In July, the state’s Republican-led Joint Committee for Review of Administrative Rules voted down an emergency rule from the Wisconsin Elections Commission. The rule addressed having local election officials fill in missing witness address information on absentee ballot envelopes. Voting absentee by mail requires a witness to sign their name and address.

READ MORE: Republicans reject rule requiring clerks to correct addresses on absentee ballot certificates

Elections Commission guidance on this issue goes back to 2016, when both Republican and Democratic members unanimously approved requiring clerks to fill in missing address information if it was “reasonably ascertainable” from what was already on the ballot envelope.

Yablon said it’s possible to view the legislative committee’s efforts to tighten voting rules as an attempt by state Republicans in power to limit absentee votes, under the assumption those would skew Democratic. But he said doing so would likely lose Republican votes to the same “very minor technicalities.”

One example: Will there be fights over ballots where the witness address is filled out but missing the zip code?
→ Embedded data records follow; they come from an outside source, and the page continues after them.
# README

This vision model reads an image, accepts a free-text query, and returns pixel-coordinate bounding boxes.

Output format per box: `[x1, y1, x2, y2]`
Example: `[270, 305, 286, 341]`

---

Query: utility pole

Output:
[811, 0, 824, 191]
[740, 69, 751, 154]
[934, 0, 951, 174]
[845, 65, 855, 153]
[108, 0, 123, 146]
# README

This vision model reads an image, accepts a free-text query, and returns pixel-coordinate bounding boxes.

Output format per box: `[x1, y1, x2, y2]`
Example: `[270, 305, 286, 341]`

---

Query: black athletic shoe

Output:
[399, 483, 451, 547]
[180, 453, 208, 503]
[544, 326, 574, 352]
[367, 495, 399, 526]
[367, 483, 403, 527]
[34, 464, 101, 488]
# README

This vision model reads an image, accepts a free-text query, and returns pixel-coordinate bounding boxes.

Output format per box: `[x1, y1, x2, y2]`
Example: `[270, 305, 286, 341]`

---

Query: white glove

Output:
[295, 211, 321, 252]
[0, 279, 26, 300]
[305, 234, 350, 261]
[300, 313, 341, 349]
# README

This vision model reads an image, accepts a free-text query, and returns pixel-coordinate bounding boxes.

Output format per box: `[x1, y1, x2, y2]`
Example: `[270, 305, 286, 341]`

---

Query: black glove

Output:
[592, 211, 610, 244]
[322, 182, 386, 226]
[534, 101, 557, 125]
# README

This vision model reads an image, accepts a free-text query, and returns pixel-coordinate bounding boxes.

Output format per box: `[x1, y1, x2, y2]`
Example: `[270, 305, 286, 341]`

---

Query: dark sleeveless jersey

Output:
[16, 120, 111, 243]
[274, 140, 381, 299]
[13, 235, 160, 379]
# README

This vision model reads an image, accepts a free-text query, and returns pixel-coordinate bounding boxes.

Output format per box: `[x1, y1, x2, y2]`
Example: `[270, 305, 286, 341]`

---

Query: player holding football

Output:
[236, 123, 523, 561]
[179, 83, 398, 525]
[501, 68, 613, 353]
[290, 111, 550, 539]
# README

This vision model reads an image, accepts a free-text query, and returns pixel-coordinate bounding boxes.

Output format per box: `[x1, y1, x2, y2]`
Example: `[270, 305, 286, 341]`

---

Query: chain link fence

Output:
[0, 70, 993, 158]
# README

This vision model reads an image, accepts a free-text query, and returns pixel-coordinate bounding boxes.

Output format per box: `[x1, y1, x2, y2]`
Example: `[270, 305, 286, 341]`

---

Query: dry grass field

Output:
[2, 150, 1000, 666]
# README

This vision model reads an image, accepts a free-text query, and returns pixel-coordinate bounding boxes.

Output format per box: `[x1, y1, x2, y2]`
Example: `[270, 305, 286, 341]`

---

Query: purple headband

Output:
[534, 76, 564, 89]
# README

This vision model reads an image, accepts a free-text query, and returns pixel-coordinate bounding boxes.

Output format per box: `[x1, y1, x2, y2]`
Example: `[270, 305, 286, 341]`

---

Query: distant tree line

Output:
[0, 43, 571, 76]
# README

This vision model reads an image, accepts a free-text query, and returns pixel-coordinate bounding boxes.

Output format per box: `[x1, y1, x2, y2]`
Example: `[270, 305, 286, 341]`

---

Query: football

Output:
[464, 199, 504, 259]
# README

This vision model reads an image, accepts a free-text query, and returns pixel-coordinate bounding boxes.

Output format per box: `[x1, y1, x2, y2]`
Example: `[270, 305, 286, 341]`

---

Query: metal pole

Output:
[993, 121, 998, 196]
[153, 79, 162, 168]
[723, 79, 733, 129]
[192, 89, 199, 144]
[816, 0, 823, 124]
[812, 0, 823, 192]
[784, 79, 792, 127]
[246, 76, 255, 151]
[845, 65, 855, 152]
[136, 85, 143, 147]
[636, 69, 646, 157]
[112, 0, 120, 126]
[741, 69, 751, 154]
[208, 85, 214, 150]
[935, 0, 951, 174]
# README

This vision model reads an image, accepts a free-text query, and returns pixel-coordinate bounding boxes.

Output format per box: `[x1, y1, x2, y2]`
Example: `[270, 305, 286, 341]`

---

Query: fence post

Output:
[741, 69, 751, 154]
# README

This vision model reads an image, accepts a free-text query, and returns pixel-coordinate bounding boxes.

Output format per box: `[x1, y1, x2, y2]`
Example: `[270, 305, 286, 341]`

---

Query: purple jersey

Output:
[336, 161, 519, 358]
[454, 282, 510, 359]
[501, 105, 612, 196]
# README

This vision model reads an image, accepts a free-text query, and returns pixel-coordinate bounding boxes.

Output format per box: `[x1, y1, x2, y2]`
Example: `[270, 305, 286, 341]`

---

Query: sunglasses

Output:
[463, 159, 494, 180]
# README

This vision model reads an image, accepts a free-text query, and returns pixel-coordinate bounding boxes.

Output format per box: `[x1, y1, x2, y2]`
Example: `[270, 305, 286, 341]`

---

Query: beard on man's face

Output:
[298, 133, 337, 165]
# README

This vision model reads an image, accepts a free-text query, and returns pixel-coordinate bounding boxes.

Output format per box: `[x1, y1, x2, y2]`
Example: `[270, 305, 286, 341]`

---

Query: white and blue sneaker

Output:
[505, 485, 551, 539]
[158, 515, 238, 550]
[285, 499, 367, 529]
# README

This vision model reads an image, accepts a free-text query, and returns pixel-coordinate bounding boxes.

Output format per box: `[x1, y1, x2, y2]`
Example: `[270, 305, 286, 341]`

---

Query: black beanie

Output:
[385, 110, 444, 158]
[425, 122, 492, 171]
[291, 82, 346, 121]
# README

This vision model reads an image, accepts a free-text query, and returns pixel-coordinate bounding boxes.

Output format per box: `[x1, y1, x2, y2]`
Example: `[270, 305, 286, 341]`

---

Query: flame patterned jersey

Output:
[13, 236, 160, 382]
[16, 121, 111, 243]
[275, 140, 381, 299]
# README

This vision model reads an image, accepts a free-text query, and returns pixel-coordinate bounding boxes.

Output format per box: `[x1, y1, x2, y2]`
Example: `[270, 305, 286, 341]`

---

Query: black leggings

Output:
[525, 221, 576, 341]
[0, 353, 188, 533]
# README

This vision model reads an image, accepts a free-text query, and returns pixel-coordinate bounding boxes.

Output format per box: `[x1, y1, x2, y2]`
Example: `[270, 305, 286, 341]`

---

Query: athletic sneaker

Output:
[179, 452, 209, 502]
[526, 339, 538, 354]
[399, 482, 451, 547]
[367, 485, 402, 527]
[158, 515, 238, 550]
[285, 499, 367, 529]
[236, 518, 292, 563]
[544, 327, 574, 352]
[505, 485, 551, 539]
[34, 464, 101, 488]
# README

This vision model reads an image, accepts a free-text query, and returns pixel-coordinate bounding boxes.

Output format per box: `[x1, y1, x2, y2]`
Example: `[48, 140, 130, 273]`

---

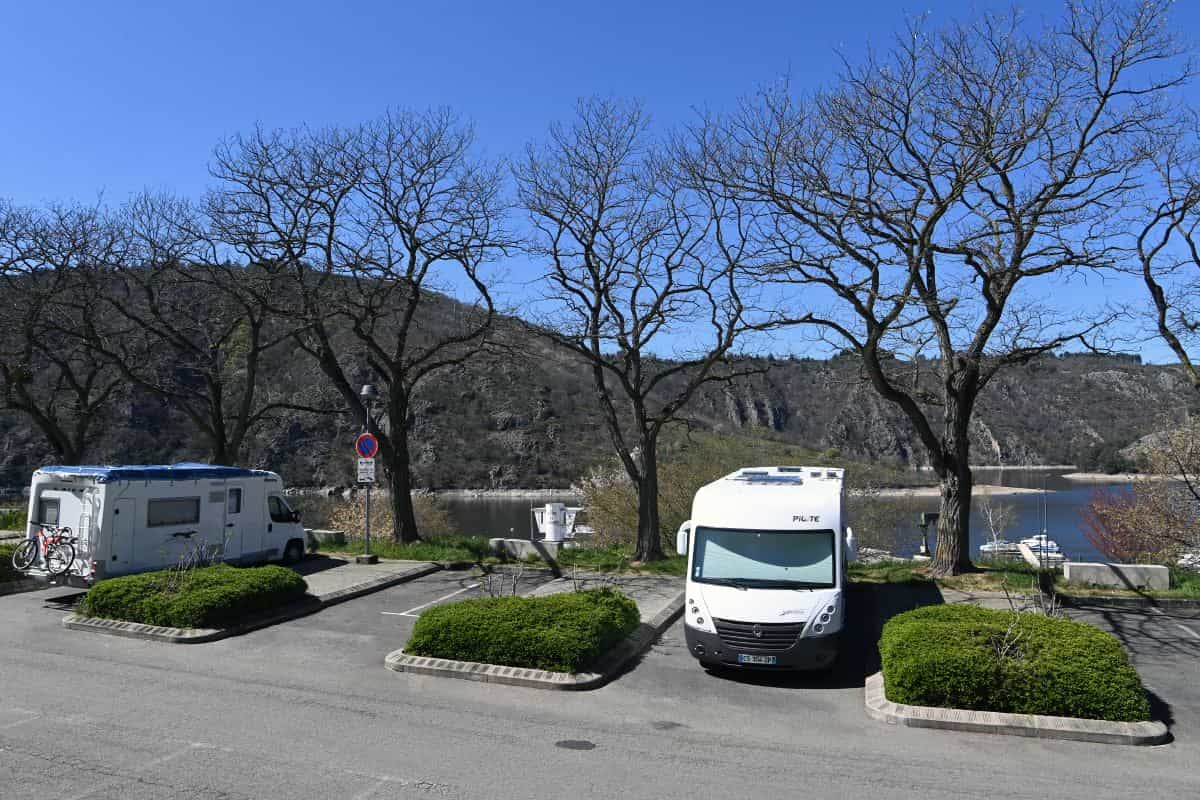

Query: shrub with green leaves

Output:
[880, 604, 1150, 721]
[406, 588, 640, 673]
[80, 564, 307, 629]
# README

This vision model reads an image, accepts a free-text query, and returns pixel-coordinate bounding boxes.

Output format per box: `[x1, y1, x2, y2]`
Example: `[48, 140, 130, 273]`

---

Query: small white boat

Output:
[1020, 534, 1061, 553]
[979, 539, 1022, 559]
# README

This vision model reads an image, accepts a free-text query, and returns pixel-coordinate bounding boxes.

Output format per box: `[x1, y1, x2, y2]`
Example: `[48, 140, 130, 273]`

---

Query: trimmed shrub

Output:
[406, 588, 640, 673]
[879, 604, 1150, 721]
[80, 564, 307, 629]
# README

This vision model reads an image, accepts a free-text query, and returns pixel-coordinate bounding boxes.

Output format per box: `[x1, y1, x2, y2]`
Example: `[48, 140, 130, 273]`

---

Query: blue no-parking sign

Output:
[355, 432, 380, 459]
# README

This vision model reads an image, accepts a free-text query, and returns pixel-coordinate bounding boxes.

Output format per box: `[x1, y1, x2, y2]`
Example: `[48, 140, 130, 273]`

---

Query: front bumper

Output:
[684, 625, 840, 670]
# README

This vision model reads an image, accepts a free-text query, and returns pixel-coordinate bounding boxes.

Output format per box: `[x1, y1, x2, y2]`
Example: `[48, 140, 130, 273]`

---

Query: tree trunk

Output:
[387, 431, 420, 544]
[930, 460, 974, 576]
[930, 394, 975, 576]
[633, 437, 664, 562]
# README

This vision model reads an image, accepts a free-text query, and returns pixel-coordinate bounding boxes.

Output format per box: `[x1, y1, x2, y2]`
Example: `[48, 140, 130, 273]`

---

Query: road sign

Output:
[355, 432, 380, 459]
[356, 457, 376, 484]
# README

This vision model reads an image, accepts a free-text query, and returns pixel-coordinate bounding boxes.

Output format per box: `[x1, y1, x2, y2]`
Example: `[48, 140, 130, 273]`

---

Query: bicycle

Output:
[11, 524, 76, 577]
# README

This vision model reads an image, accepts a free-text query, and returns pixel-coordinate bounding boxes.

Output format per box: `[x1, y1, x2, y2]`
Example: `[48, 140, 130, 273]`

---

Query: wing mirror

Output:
[675, 521, 692, 556]
[290, 510, 303, 524]
[845, 526, 857, 562]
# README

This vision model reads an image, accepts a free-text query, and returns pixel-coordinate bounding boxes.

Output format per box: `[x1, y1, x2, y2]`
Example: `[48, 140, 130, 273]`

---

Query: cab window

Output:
[268, 496, 293, 523]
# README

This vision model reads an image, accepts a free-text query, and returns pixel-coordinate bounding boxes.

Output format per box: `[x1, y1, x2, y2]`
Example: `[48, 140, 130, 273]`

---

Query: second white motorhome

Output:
[675, 466, 855, 671]
[21, 463, 307, 586]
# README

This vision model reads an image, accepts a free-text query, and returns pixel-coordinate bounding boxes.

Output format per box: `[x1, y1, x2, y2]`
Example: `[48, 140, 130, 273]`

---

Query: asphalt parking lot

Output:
[1, 572, 1198, 799]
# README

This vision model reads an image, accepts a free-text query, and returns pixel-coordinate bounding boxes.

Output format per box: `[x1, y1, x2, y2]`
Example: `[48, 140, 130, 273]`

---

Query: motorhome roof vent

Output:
[777, 466, 805, 473]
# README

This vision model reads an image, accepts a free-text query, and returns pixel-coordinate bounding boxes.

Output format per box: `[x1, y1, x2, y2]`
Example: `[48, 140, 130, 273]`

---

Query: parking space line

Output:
[1176, 624, 1200, 641]
[381, 584, 480, 618]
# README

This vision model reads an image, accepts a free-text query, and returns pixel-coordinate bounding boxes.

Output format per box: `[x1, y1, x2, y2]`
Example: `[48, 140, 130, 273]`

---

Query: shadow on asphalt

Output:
[702, 583, 946, 691]
[288, 555, 351, 577]
[1147, 689, 1176, 740]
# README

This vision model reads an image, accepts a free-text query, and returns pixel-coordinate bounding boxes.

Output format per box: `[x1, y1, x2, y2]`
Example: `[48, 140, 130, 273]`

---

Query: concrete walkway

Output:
[523, 571, 682, 619]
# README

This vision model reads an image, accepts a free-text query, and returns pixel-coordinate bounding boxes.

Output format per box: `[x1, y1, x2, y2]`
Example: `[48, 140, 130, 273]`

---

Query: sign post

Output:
[355, 433, 380, 563]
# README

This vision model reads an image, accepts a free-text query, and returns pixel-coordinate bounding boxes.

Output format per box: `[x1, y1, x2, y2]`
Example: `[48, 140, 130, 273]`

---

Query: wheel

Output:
[282, 540, 304, 565]
[46, 542, 74, 577]
[11, 540, 37, 571]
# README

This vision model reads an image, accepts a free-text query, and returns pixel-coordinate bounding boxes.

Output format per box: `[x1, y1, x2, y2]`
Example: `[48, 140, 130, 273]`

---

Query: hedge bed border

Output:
[62, 562, 442, 643]
[1055, 593, 1200, 610]
[864, 672, 1169, 746]
[384, 590, 684, 690]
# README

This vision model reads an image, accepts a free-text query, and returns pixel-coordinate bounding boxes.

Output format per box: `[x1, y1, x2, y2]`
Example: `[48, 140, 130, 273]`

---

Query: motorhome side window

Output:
[38, 498, 60, 526]
[147, 498, 201, 527]
[268, 496, 292, 523]
[228, 488, 242, 515]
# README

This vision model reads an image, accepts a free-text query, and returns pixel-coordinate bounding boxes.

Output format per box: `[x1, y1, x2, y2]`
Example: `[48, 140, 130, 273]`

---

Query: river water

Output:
[439, 469, 1127, 562]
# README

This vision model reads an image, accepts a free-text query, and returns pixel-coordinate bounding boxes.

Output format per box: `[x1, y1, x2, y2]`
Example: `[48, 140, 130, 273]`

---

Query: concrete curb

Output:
[863, 672, 1169, 746]
[384, 590, 685, 690]
[62, 562, 442, 643]
[0, 578, 46, 597]
[1056, 593, 1200, 610]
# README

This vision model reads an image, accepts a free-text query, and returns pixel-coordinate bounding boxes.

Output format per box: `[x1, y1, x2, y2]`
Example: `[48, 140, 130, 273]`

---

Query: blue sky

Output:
[3, 0, 1197, 362]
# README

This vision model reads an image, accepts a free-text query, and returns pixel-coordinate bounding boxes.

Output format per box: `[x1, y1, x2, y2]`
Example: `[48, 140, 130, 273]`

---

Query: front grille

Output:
[713, 618, 805, 652]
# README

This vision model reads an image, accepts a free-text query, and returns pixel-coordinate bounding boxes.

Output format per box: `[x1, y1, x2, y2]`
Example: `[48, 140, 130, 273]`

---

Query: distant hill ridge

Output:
[0, 293, 1190, 489]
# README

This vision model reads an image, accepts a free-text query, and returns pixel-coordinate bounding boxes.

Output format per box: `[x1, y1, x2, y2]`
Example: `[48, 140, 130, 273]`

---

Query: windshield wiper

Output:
[737, 579, 832, 589]
[701, 578, 748, 590]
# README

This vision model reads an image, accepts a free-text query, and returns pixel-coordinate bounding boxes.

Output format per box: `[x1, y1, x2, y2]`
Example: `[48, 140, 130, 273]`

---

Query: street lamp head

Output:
[360, 384, 379, 401]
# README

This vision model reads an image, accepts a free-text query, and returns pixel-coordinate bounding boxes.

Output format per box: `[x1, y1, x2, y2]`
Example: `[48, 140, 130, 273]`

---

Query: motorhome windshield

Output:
[692, 526, 835, 588]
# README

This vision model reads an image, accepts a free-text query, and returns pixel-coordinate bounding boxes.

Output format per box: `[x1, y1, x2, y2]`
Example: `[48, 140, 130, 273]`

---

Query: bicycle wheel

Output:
[11, 539, 37, 571]
[46, 542, 75, 576]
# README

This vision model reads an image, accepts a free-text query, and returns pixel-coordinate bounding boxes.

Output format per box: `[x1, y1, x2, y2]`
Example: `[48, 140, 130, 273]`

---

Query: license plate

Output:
[737, 654, 777, 665]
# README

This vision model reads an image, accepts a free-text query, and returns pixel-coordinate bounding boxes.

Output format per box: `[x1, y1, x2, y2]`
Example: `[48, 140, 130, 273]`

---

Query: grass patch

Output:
[550, 545, 688, 576]
[0, 543, 21, 584]
[848, 559, 1048, 593]
[880, 604, 1150, 721]
[312, 534, 491, 563]
[0, 507, 24, 530]
[80, 564, 307, 629]
[406, 588, 641, 673]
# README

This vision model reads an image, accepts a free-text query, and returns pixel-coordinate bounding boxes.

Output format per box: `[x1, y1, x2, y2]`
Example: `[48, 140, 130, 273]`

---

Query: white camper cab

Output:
[675, 466, 856, 671]
[24, 464, 306, 586]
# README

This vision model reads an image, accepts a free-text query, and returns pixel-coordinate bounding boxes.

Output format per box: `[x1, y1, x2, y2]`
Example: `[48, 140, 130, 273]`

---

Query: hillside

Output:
[1, 303, 1194, 491]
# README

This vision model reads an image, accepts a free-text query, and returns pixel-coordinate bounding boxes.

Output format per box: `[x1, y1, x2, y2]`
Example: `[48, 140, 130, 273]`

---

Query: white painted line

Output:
[382, 584, 479, 618]
[1176, 624, 1200, 641]
[1148, 607, 1164, 615]
[0, 712, 40, 730]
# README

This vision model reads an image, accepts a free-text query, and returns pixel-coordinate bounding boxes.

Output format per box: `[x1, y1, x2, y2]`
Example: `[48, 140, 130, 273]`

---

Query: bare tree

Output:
[209, 110, 508, 543]
[1136, 120, 1200, 387]
[517, 99, 752, 561]
[0, 201, 124, 463]
[976, 493, 1017, 547]
[686, 0, 1187, 574]
[76, 193, 331, 466]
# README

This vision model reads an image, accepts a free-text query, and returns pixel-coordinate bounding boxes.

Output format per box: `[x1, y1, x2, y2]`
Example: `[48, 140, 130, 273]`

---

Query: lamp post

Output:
[359, 384, 379, 565]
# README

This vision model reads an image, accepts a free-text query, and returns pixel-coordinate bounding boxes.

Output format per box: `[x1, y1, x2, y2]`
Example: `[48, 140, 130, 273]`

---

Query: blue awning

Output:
[37, 463, 272, 483]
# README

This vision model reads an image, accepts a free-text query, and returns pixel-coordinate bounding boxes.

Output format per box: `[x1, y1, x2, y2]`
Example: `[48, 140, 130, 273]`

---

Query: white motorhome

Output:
[675, 466, 855, 670]
[23, 463, 307, 585]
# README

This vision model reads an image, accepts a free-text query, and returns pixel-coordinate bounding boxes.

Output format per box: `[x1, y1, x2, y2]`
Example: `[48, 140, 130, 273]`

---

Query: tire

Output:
[11, 540, 37, 571]
[46, 542, 74, 577]
[282, 540, 304, 565]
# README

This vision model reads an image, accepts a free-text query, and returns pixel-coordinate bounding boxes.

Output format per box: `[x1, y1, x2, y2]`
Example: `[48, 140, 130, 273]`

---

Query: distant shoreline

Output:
[872, 484, 1043, 498]
[433, 488, 580, 500]
[1061, 472, 1170, 483]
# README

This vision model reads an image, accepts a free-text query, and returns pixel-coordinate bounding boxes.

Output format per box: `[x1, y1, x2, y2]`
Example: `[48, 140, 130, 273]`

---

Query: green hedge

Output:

Could the clerks reasonably determine where that ballot came from, as they have over the last six years?

Yablon said Republicans say the law is clear — clerks don’t have the authority to add in some missing information about the ballot witness. But when others say the law doesn’t clearly explain how much of a witness address is needed, that’s when Elections Commission guidance is helpful.

Absentee voting is underway. Yablon said he wished this matter would have been sorted out earlier because complaints that come after the election — especially in races with close outcomes — aren’t going to appear neutral and objective.

“This is a little bit of a confusing situation. (It is) definitely not ideal,” he said. “It’s just a shame that a lot of this remains unresolved while votes are being cast.”